It's been two years since Kelly O'Neill lost her son.
"I do not know how people move on, I just can't picture it," she said.
Billy Devito, among the alarming numbers of Long Islanders, addicted to pain pills. In and out of rehab, he wound up, at a so-called sober living home in Patchogue, where he was anything but sober, eventually overdosing, on heroin.
"It's horrible. It's lonely, it's absolutely horrible I can't explain it. Your soul is like, it's beyond your heart shattered and it's beyond an empty soul. It's beyond it," adds O'Neill.
The state paid for Billy to stay here, where he was supposed to pursue outpatient drug counseling.
But as his landlord Bernie Sonnenreich cashed $309 a month, he admits he did nothing to stop an addict, from falling through the cracks.
"If you wanna sit here like a bump on a log and watch tv and eat all day, you're not gonna do anything for yourself?I do not have an obligation (to these people)," he said.

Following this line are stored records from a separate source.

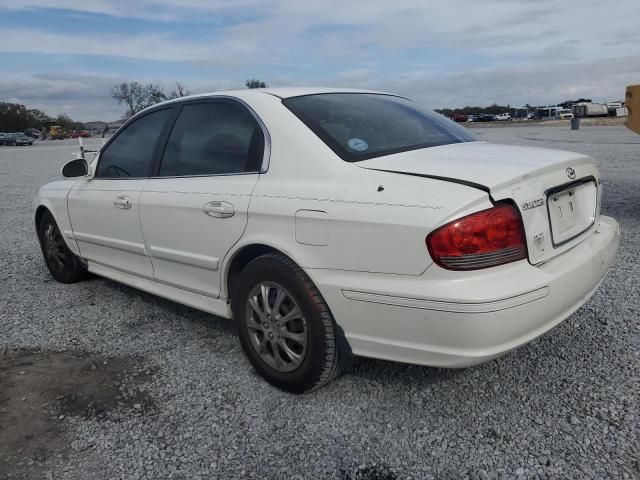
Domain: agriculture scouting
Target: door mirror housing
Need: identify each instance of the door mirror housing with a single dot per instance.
(75, 168)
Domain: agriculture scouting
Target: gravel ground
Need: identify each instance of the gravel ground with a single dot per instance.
(565, 406)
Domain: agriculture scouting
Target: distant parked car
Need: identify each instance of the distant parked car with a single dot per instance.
(565, 114)
(32, 132)
(6, 139)
(484, 117)
(459, 117)
(20, 138)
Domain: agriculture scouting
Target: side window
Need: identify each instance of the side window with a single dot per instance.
(213, 138)
(130, 154)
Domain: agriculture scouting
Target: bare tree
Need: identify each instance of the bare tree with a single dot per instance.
(255, 83)
(132, 94)
(180, 91)
(137, 97)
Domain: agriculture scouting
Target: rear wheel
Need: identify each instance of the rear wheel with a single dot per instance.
(285, 326)
(62, 263)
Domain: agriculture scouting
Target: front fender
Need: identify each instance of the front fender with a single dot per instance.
(53, 197)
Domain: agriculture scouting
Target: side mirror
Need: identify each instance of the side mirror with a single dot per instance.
(75, 168)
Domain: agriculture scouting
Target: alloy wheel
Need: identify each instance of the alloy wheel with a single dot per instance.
(277, 327)
(54, 248)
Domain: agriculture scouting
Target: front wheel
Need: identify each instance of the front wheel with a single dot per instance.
(285, 326)
(62, 263)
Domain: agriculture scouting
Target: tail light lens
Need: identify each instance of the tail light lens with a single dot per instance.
(480, 240)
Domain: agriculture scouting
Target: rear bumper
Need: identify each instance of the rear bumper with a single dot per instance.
(458, 319)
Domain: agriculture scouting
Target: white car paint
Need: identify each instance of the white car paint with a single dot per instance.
(358, 230)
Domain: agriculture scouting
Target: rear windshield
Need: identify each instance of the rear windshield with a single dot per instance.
(359, 126)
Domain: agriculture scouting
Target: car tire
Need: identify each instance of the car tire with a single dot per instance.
(311, 348)
(63, 264)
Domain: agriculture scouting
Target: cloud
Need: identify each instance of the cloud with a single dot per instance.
(441, 53)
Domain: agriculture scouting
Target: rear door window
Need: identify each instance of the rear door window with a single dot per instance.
(213, 138)
(130, 154)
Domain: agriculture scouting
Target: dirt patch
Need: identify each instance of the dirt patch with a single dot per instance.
(39, 390)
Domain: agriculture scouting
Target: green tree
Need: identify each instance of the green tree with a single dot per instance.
(255, 83)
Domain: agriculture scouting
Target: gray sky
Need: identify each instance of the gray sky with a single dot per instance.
(454, 53)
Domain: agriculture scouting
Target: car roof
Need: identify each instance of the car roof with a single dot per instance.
(282, 92)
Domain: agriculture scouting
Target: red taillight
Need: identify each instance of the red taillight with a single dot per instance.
(480, 240)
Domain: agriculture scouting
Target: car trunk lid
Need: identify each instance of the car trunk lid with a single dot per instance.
(557, 192)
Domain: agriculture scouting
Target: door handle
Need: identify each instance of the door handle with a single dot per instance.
(122, 201)
(218, 209)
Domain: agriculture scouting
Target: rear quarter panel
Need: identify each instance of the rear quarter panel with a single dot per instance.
(364, 220)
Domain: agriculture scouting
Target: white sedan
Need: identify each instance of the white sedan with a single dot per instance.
(329, 223)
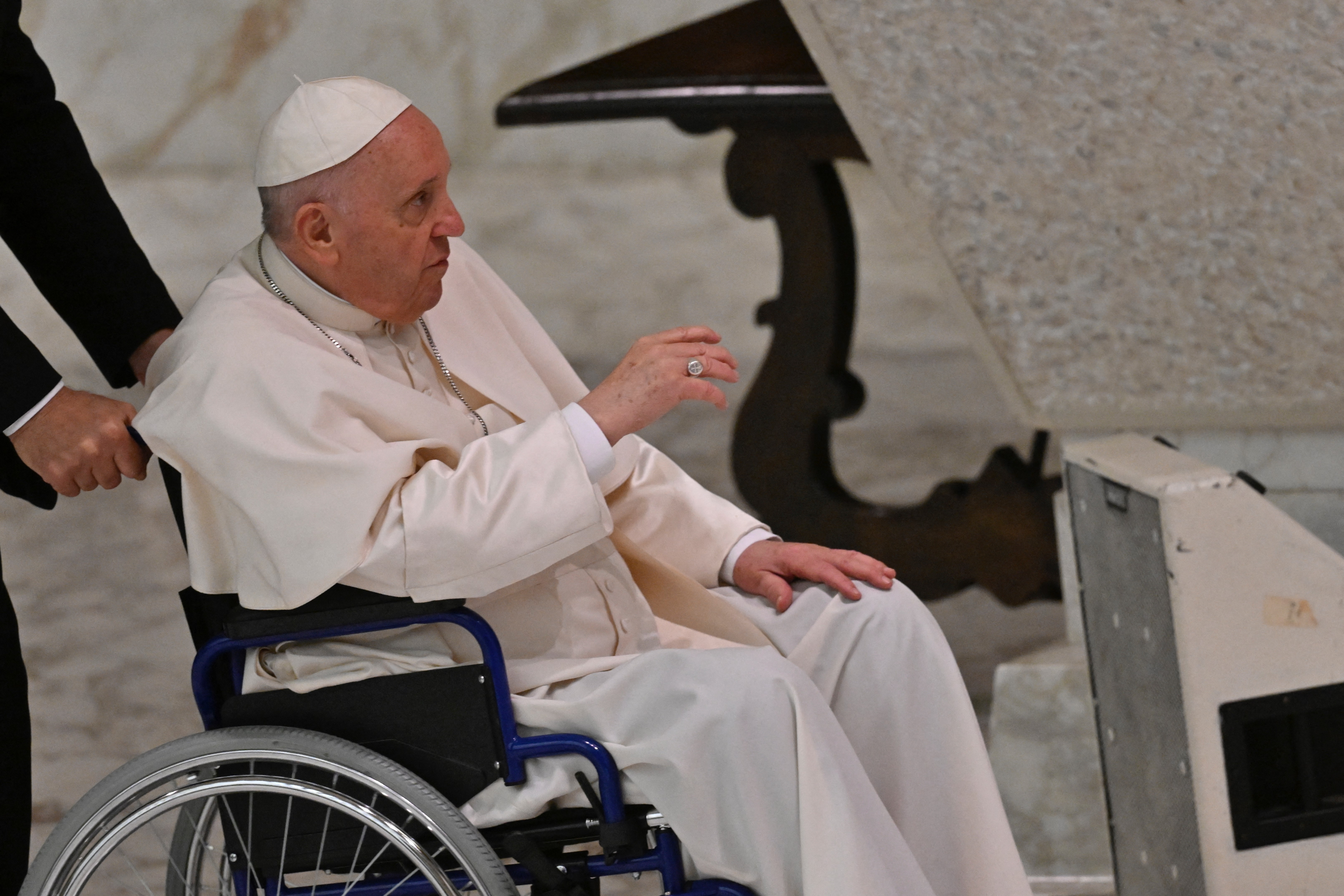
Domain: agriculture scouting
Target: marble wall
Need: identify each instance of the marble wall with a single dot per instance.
(1140, 203)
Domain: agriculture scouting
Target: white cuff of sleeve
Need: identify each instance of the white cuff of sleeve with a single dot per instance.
(730, 562)
(14, 428)
(599, 457)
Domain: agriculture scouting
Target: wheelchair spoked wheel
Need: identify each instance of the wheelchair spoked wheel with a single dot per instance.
(264, 812)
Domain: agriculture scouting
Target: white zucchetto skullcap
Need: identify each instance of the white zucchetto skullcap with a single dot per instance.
(323, 124)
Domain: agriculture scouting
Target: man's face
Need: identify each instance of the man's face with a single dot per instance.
(389, 233)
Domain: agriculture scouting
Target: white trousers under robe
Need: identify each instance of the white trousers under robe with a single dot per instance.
(851, 765)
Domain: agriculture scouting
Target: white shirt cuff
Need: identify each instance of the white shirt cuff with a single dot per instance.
(14, 428)
(736, 554)
(599, 457)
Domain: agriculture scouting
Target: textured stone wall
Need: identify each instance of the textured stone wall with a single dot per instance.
(1140, 202)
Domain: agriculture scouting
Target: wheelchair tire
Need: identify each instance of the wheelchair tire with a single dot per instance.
(230, 804)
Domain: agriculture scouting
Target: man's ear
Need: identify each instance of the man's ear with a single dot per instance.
(314, 233)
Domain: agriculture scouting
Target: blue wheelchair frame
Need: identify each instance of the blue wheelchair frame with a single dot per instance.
(664, 858)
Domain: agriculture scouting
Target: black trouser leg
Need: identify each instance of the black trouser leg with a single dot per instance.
(15, 754)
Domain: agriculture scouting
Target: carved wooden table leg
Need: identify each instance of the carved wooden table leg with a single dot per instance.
(997, 531)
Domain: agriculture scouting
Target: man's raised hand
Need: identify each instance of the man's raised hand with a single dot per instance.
(769, 568)
(652, 379)
(80, 441)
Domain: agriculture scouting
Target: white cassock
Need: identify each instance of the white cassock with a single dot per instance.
(837, 754)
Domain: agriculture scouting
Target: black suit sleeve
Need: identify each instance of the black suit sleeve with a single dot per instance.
(62, 226)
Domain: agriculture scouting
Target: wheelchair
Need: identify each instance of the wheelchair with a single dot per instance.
(347, 790)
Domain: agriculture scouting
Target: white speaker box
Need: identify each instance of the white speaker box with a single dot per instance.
(1216, 637)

The fact is he's right. Taxpayers may foot the bill for people like Billy to wind up in houses like this, but the state does nothing to regulate how they're treated when they're here. Nothing to make sure they don't fall right off the wagon.
"The state spends a lot of money on treatment for those folks. Their parents invest a lot of time and energy and they go into a 28 day program and they come back and they land in a house like this," said addiction expert Jeff Reynolds.
But maybe not for long. Standing in front of another sober home, shut down for code violations, lawmakers announced new legislation they say will improve care for recovering addicts, for the very first time requiring facilities to be certified and giving government agencies authority to police them.